The molecular machines of our cells comprise the enzymes, receptor molecules and ion channels which use chemical energy to generate motion. These tiny machines silently work away to keep you breathing, your blood circulating and cells dividing to help you grow. These are essential for your survival yet you do not need conscious efforts to keep them going when you are awake or when you are asleep. In this course we will learn how do these molecular machines keep going and what happens if they pause. Finally we will look into pharmacological strategies that can target these molecular machines to make sure you keep going even when you are asleep.

Unsubstantiated claims about COVID-19 and vaccines circulate as rapidly as the SARS-CoV-2 virus, and they can be just as serious. How can you distinguish pseudoscience from real science? How can you make well-informed decisions about your health if you don’t know immunology?  The answer is that you become science literate … capable of asking questions, finding scientifically reputable sources, determining answers, and engaging in productive social conversations based on your informed views.  This course will teach students how to evaluate scientific claims and make science-informed views. It will provide a foundation of basic understanding of the immunology of vaccines and the COVID-19 pandemic.  Students will apply science literacy skills by exploring a sociocultural issue of the pandemic, such as vaccine hesitancy, and communicating their informed views.

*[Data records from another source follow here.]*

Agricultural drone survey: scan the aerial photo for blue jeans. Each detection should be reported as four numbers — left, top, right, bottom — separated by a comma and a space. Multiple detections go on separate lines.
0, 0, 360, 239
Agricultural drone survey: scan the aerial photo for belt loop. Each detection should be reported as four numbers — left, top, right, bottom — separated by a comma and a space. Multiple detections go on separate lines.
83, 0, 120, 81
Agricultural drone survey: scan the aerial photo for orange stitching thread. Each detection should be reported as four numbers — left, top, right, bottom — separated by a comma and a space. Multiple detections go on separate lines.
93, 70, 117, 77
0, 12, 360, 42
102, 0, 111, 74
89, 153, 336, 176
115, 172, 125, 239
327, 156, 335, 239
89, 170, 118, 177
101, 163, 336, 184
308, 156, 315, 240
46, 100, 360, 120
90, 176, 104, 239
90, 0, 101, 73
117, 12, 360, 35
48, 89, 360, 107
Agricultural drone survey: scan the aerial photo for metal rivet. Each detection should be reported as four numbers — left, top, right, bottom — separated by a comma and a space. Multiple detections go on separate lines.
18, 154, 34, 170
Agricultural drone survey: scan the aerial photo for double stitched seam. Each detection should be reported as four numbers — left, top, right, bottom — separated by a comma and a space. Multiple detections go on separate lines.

From the current COVID-19 pandemic to Romaine lettuce recalls, pathogens make the news when there are outbreaks, but researchers are always studying these disease-causing microorganisms and rely upon a variety of cell-based and animal models to do so. In this course, students will explore the basics of bacterial pathogenesis, the models that scientists use to learn about pathogens, and the benefits, limitations, and ethics associated with these models. As students explore these topics week by week, they will also learn to read and understand primary literature as we work through relevant sections of a representative primary research article in class. By the end of the course, students will be equipped to present a primary research article of their choice, addressing the topics covered in the course.

Student Feedback

Random responses from students who were asked if they would recommend the seminar to other students:

  • "I definitely would. It piqued my interest in marine life. The lecturer was instrumental in doing that."
  • "Yes, it’s a great foundation-builder in biological research skills!"
  • "Yes. This course helped me feel less intimidated by scientific papers, introduced me to a variety of topics, and helped me understand the general format of scientific papers required by different journals."
  • "Yes I would recommend the course, it was very informative and would especially benefit anyone with an interest in botany or pharmaceuticals."

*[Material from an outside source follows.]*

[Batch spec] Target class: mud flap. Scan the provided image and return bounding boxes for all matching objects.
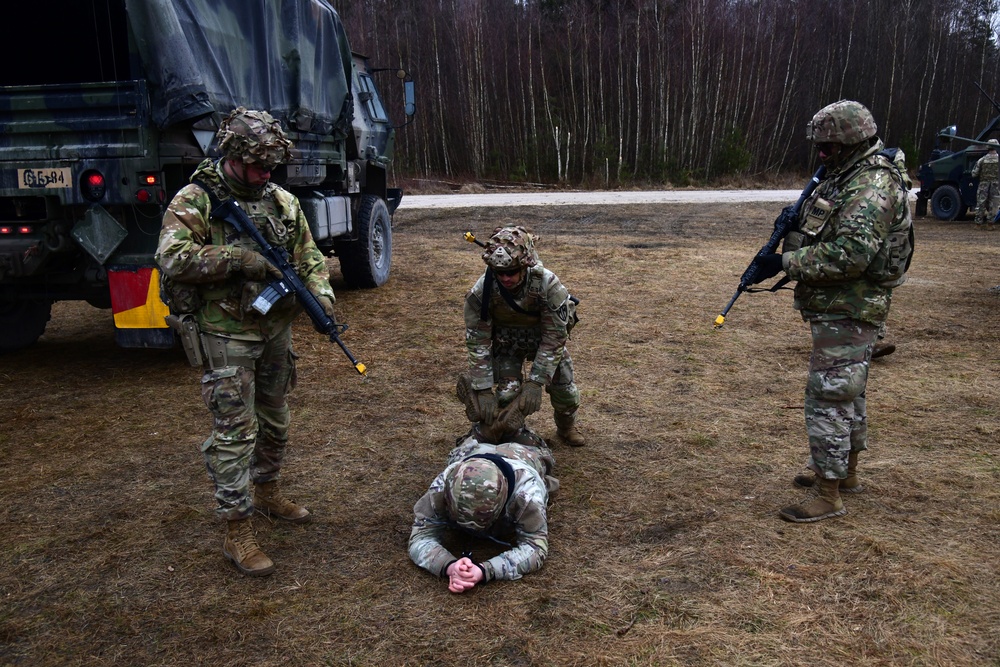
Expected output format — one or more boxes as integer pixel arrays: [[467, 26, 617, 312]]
[[108, 266, 176, 349]]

"I would definitely recommend this course to others. Not only did it help me understand some medical issues seniors have to face, it also helped me understand the economics of the US healthcare system. This class also exposed me to concepts I have never touched upon and it was interesting."

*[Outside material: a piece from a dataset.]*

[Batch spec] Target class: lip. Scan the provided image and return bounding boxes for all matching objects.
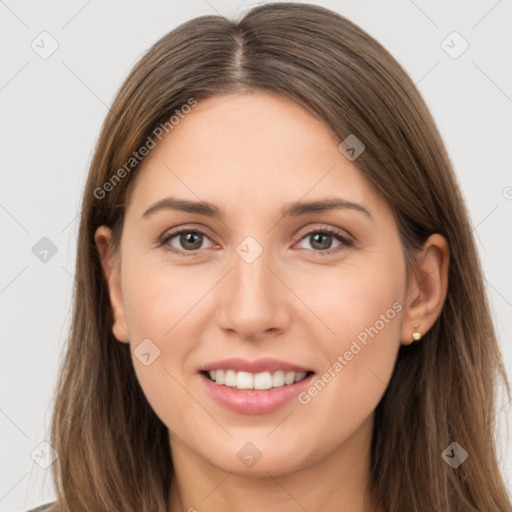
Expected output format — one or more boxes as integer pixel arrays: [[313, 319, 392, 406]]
[[199, 357, 314, 374], [199, 367, 315, 414]]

  • "It was good to study a variety of topics chosen by students who had an interest in them. An awesome idea for a course – combining both discussion of papers and practical laboratory skills."
  • "Yes, but only to those people who are serious about majoring in science and who want to improve their communication skills (i.e., as they present)."
  • "Yes. It’s a great experience in a wide range of areas/skills. I definitely would, it is a great way to learn a bit about microbiology. I really was not thinking about taking microbio but I think I will now."